Arrays and sizeof()
I consider myself pretty savvy in C/C++ land. However, I’ve just been surprised. I just found an interesting little caveat of pointer arithmetic regarding the unary operator sizeof().
sizeof(), for those who may not be familiar with it, is a unary operator (even though it looks like a function call) that returns, creatively enough, the size of it’s operand, in bytes. On a given architecture, with a given compiler, a sizeof() on any POD type, will be constant. On my 686 with GCC 4.3.2, sizeof(char) will always return 1, because on said platform, a char always occupies exactly 1 byte of memory. sizeof(int) returns 4. sizeof(void*) returns 4. And on and on.
However, just now, I found out that if you give sizeof() an array name, the behavior is not what I expected. In the C family, array names are nothing more than constant pointers to the first element of the array. Thus, I would expect that passing a const char* (an old school string) I would get back the size of an address on my system, i.e., 4 bytes. This is simply untrue. In fact, when I used sizeof() on my null-terminated character array, it reported the string size!

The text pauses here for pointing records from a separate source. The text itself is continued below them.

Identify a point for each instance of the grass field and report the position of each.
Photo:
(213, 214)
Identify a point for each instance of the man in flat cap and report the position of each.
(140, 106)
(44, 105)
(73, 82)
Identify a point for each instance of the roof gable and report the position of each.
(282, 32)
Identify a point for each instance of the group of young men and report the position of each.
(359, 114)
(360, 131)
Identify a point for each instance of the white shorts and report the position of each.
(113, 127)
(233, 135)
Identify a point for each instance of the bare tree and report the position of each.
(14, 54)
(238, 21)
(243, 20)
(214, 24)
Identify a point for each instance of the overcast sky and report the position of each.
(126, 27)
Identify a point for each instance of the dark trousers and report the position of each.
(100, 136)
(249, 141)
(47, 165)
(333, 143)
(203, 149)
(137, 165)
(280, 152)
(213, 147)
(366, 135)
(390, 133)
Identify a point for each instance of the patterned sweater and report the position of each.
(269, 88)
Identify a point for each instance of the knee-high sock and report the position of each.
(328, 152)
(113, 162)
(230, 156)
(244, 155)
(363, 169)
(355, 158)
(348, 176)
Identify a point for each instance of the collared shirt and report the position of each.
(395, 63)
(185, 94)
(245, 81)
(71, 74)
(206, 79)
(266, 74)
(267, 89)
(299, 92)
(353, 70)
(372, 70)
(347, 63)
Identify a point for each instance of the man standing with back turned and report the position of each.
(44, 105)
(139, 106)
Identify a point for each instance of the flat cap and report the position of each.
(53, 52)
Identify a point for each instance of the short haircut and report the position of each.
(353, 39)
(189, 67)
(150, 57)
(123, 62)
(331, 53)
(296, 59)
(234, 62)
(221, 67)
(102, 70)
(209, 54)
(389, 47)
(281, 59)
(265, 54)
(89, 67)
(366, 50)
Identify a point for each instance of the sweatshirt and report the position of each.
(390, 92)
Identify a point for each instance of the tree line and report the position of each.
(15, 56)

Looking into the matter, I’m now told (by various manual pages and language specifications) that, when passed an array, sizeof() returns the total alloted storage for the entire array. So, a sizeof() on a string like “foobar” would return a 7. 6 bytes for the visible characters, plus 1 for the null. And this is for any array, not just an array of char.
If you didn’t know, now you do. And if you did, then forgive me as I catch up to the crowd.